"You have nothing to do with that book," he said harshly. "If it's my name you are hunting for, Enoch Arden will do for my headstone. I have no friends to notify, and you will please me best if you bury me and forget about me, and particularly keep that name out of the papers. I have a right--" But the effort was too much. He gasped and fell back dead. Lyon had been so impressed by the stranger's peculiarly commanding personality that he had respected his wish to be left unidentified. He considered that the bare accident that he had stumbled upon the man's real name did not justify him in disregarding the owner's wish to keep it concealed, and he did not change his view when he saw that a bunch of newspaper clippings which had fallen out of the note-book related to the divorce granted to Grace Vanderburg. Lyon reviewed the situation as fully as it was known to him. Mrs. Vanderburg had secured a legal separation in the courts and had married again. The decree was based on the representation that William H. Vanderburg had deserted his wife and had been unheard of for over twelve years. Whether William Vanderburg had intended to make difficulties or not, Lyon had no means of guessing, but if he had, certainly his death had closed the incident for ever. The unintentional witness slipped the old note-book into his own pocket and allowed the railroad company to bury the body of "One unidentified man."

That was all three years in the past, or thereabouts, and now he had been brought most curiously across the path of that dead man's former wife. Truly, the Goddess of Accident was throwing her shuttle with what almost looked like design. Was his imagination running wild in suggesting to him a possible identity between this woman of uncommon experience, wealth, and social standing, and the woman who had fled in a panic from the scene of Fullerton's murder? He felt that he was in danger of making himself absurd by harboring such a thought for a moment, but with the desire which was characteristic of him to get at the bottom facts, he went directly to the office of the clerk of the Circuit Court.
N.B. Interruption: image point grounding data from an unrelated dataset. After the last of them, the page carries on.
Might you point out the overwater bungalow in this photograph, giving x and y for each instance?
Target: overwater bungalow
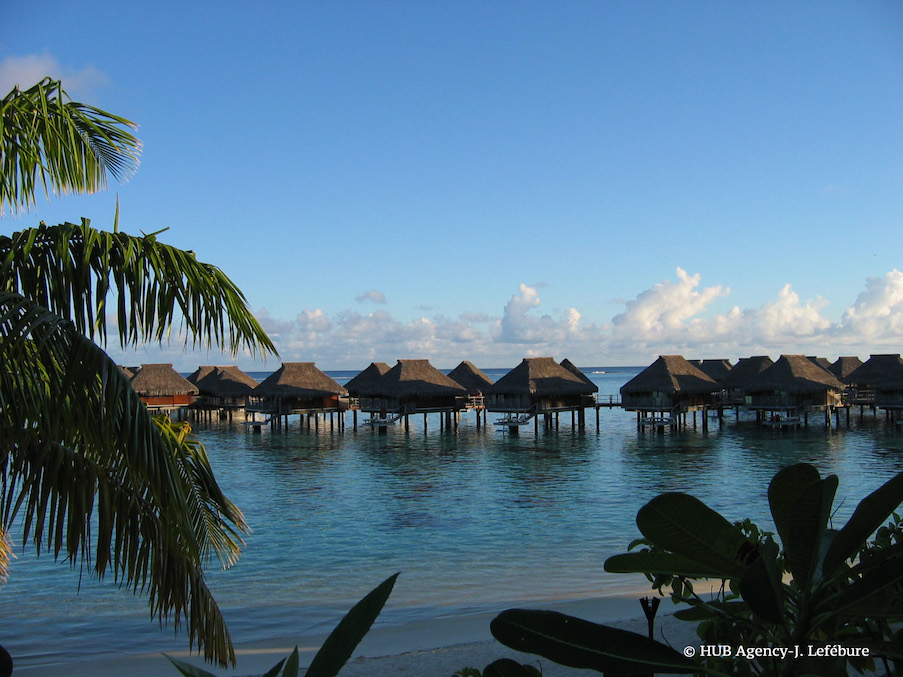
(668, 389)
(791, 388)
(740, 376)
(362, 384)
(474, 381)
(298, 388)
(161, 387)
(539, 385)
(844, 366)
(415, 386)
(716, 369)
(862, 380)
(221, 388)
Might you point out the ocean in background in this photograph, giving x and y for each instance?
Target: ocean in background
(474, 519)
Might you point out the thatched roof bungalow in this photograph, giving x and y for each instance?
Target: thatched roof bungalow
(742, 374)
(475, 382)
(875, 370)
(541, 384)
(362, 384)
(794, 382)
(844, 366)
(669, 382)
(161, 387)
(416, 385)
(222, 387)
(298, 387)
(716, 369)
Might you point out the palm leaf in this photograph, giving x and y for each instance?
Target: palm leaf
(71, 270)
(77, 442)
(60, 145)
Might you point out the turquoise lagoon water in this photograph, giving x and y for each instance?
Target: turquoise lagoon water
(474, 519)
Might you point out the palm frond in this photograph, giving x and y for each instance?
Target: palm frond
(71, 270)
(77, 442)
(60, 145)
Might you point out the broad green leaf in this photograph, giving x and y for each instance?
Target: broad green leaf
(505, 667)
(783, 491)
(688, 527)
(805, 545)
(658, 563)
(868, 516)
(876, 581)
(276, 669)
(189, 670)
(761, 586)
(578, 643)
(340, 644)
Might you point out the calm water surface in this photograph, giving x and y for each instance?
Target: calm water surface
(475, 519)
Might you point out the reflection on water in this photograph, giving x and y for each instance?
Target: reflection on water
(473, 518)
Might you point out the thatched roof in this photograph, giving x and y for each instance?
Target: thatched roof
(298, 379)
(160, 380)
(222, 381)
(822, 362)
(875, 369)
(670, 374)
(542, 376)
(717, 369)
(571, 367)
(473, 380)
(794, 374)
(844, 366)
(363, 383)
(745, 371)
(416, 378)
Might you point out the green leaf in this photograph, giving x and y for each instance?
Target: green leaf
(340, 644)
(189, 670)
(688, 527)
(805, 546)
(276, 669)
(762, 588)
(875, 581)
(578, 643)
(652, 562)
(505, 667)
(783, 491)
(292, 665)
(868, 516)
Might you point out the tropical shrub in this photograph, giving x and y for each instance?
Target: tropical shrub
(821, 594)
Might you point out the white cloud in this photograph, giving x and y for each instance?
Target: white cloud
(662, 312)
(372, 296)
(669, 317)
(30, 69)
(877, 315)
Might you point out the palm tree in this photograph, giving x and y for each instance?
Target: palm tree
(86, 473)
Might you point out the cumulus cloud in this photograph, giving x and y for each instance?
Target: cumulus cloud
(30, 69)
(669, 317)
(877, 315)
(372, 296)
(664, 312)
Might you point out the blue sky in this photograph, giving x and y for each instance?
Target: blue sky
(603, 181)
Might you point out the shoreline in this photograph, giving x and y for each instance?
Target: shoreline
(436, 647)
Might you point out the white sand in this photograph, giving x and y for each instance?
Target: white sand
(434, 648)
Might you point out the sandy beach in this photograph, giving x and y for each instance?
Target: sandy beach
(435, 648)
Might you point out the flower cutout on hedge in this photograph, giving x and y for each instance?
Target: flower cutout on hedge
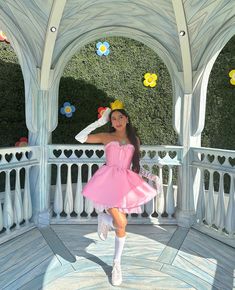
(102, 48)
(101, 111)
(150, 80)
(22, 142)
(67, 110)
(232, 76)
(117, 104)
(3, 37)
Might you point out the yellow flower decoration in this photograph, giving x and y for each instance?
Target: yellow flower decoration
(232, 76)
(117, 105)
(150, 80)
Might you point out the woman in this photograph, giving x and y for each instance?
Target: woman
(116, 188)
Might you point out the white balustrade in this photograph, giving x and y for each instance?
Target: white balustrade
(18, 205)
(15, 204)
(8, 215)
(78, 203)
(68, 200)
(230, 217)
(58, 197)
(216, 209)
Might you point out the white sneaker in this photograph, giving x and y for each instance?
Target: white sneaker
(103, 228)
(116, 273)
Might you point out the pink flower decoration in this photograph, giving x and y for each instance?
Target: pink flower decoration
(101, 111)
(3, 37)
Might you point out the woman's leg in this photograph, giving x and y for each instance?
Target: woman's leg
(119, 221)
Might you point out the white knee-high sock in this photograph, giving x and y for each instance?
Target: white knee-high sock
(119, 245)
(108, 220)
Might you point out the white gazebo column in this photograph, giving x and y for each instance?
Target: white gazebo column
(185, 212)
(47, 118)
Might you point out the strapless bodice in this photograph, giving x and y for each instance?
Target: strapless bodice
(119, 155)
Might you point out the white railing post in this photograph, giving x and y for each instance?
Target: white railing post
(230, 217)
(1, 217)
(18, 206)
(8, 214)
(170, 204)
(201, 200)
(220, 210)
(160, 200)
(27, 203)
(88, 203)
(58, 197)
(210, 202)
(68, 200)
(78, 203)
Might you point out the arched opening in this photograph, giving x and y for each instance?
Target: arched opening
(12, 99)
(219, 131)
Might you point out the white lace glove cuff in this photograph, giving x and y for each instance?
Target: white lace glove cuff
(82, 136)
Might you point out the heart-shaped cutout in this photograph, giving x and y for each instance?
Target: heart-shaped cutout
(152, 154)
(231, 161)
(142, 153)
(28, 154)
(89, 153)
(68, 153)
(210, 157)
(221, 159)
(78, 153)
(162, 154)
(172, 154)
(99, 153)
(57, 153)
(18, 155)
(8, 157)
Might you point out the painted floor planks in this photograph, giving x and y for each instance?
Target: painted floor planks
(154, 257)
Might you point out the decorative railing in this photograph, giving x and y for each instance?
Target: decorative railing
(216, 196)
(15, 200)
(78, 164)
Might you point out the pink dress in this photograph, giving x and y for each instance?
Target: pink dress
(115, 185)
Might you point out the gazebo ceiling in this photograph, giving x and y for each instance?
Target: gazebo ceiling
(187, 34)
(28, 24)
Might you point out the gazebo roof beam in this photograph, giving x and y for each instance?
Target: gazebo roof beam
(184, 44)
(50, 39)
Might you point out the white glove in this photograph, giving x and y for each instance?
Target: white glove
(82, 136)
(145, 173)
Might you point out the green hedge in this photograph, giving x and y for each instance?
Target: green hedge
(90, 81)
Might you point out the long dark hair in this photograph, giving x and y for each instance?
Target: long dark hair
(132, 136)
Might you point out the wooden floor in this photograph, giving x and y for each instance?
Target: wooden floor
(155, 257)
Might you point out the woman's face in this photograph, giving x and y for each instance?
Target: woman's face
(118, 121)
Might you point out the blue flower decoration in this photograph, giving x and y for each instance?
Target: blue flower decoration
(102, 48)
(67, 110)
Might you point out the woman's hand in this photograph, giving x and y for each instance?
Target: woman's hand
(105, 117)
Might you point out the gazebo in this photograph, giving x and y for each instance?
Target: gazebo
(188, 35)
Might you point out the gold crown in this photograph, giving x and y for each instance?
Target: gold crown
(117, 105)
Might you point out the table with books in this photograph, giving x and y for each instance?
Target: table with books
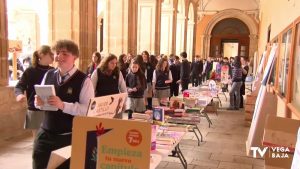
(167, 142)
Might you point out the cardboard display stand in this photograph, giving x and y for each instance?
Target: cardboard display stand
(110, 143)
(110, 106)
(266, 103)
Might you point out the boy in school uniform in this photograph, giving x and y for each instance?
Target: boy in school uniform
(185, 71)
(73, 91)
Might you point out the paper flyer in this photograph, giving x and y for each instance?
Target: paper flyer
(110, 106)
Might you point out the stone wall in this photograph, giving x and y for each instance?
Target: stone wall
(12, 114)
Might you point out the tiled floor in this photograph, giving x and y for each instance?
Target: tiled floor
(223, 147)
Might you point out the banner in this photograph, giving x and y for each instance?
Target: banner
(110, 143)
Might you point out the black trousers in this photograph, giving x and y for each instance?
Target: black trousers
(174, 89)
(196, 80)
(44, 144)
(184, 84)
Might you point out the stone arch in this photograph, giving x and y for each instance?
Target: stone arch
(232, 13)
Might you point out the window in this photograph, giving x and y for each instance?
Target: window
(296, 81)
(284, 61)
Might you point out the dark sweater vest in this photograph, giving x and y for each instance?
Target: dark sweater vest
(150, 70)
(57, 122)
(106, 85)
(131, 82)
(161, 77)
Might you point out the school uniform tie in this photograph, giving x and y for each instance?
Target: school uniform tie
(63, 78)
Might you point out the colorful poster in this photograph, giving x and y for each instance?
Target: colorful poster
(110, 106)
(266, 103)
(296, 159)
(110, 143)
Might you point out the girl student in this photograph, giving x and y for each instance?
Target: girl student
(136, 85)
(41, 60)
(162, 77)
(149, 68)
(107, 79)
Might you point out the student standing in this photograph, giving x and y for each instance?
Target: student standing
(175, 70)
(108, 79)
(122, 65)
(136, 84)
(33, 75)
(236, 84)
(245, 69)
(73, 92)
(196, 69)
(96, 59)
(149, 68)
(185, 70)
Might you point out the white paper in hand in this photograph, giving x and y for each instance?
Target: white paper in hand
(45, 91)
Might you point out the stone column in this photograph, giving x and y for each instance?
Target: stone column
(132, 26)
(175, 4)
(166, 27)
(75, 20)
(87, 31)
(157, 27)
(3, 44)
(115, 36)
(253, 45)
(205, 40)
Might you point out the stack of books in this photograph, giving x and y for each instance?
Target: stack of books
(141, 117)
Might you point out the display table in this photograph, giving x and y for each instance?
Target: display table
(61, 155)
(163, 151)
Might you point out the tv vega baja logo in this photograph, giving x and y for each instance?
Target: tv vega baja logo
(274, 152)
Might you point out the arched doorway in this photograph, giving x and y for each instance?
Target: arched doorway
(190, 32)
(251, 24)
(229, 38)
(180, 27)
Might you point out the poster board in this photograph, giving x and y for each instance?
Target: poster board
(110, 143)
(296, 159)
(266, 103)
(110, 106)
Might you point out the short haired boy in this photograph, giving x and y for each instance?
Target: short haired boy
(185, 70)
(73, 92)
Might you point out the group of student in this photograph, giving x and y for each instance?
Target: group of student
(237, 70)
(142, 77)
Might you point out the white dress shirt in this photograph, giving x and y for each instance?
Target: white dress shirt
(86, 93)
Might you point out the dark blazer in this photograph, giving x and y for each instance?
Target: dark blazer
(185, 70)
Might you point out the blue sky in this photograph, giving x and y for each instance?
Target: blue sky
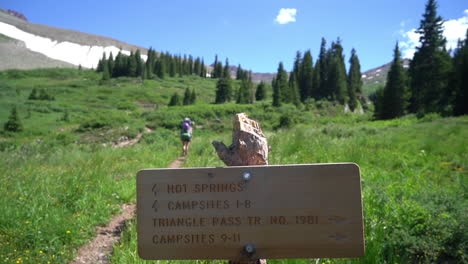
(247, 32)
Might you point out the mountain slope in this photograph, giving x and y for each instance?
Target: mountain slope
(377, 77)
(15, 55)
(64, 45)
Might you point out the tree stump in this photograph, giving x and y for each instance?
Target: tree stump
(249, 147)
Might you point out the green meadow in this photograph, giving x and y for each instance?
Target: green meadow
(60, 177)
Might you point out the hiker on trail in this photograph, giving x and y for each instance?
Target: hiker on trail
(186, 134)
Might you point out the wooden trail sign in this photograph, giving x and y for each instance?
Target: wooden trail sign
(250, 212)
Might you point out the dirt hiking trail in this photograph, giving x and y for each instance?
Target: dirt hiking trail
(98, 250)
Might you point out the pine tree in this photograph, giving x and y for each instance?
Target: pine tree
(14, 123)
(354, 80)
(316, 81)
(306, 73)
(139, 64)
(260, 93)
(214, 71)
(101, 62)
(323, 61)
(430, 67)
(226, 71)
(223, 91)
(197, 67)
(460, 76)
(337, 74)
(297, 66)
(172, 67)
(105, 72)
(186, 100)
(175, 100)
(33, 95)
(193, 97)
(110, 64)
(395, 94)
(118, 66)
(276, 93)
(294, 90)
(203, 69)
(285, 94)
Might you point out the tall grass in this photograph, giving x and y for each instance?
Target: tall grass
(413, 177)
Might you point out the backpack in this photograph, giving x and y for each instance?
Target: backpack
(185, 127)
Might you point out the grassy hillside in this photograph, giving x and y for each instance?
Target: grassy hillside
(61, 177)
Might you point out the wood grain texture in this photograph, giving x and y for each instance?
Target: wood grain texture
(290, 211)
(249, 145)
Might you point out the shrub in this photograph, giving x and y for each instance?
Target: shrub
(13, 124)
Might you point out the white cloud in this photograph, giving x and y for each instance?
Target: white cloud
(286, 15)
(454, 30)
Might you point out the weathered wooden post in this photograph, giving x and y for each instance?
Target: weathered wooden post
(249, 147)
(250, 213)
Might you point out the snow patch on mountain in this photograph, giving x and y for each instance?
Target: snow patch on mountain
(76, 54)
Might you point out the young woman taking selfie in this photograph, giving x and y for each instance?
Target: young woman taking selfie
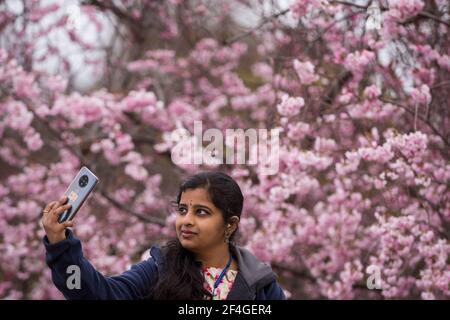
(201, 263)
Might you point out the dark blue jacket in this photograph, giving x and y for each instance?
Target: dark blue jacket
(254, 281)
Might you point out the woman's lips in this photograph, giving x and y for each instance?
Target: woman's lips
(187, 234)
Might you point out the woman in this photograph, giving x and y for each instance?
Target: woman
(201, 263)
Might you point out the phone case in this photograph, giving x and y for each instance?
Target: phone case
(77, 192)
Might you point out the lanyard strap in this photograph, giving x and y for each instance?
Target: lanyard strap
(224, 271)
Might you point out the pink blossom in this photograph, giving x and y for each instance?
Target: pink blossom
(290, 106)
(305, 71)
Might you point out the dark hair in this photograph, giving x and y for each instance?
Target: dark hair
(181, 277)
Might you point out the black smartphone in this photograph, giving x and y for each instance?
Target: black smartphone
(77, 192)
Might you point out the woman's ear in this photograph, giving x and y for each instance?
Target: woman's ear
(233, 224)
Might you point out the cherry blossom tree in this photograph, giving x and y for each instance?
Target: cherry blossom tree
(358, 89)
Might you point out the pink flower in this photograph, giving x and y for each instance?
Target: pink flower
(421, 95)
(372, 92)
(34, 141)
(290, 106)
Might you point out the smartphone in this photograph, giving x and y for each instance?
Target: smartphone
(77, 192)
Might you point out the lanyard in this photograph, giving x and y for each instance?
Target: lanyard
(224, 271)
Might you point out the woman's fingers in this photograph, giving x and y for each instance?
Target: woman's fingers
(68, 224)
(49, 207)
(57, 211)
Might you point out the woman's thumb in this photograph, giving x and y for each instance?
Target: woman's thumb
(68, 224)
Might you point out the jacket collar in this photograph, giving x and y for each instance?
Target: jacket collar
(252, 275)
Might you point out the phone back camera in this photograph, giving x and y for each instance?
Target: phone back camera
(83, 181)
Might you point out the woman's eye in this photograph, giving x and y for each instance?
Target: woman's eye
(202, 212)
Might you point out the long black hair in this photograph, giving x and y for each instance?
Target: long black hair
(181, 276)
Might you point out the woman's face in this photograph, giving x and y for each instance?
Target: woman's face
(199, 224)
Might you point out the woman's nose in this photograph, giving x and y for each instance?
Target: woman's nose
(188, 218)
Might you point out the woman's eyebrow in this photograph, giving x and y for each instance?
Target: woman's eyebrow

"I want to verify some dates in connection with that Vanderburg divorce case," he said, to the lounging official in charge. "Would it be possible for me to look at the record?"

"I have the papers right here, as it happens," the clerk answered. "Curious you should call for them. I made a transcript of that case for Warren Fullerton a week or two ago."

"Did you, really?" Lyon exclaimed in surprise. "What did he want it for?"

"Dunno. He was Mrs. Vanderburg's attorney, you know."

"I didn't remember," said Lyon thoughtfully. It was beginning to look interesting. There was, then, an established relation of some sort between Mrs. Broughton and Fullerton. Just what did it mean?

He felt that he was on the way to finding out when he reached his rooms that evening, for he found awaiting him a special delivery letter containing the following somewhat imperiously worded invitation:

"Mrs. Woods Broughton will be greatly indebted to Mr. Percy Lyon if he can call upon her this evening. She appreciates his courtesy in respecting her wish that her visit should not be made a matter of public gossip. He will add to her obligations by giving her an opportunity for a personal interview."

Lyon got into his evening clothes with a jubilation that does not always accompany an evening call. He felt that the fates were playing into his hands.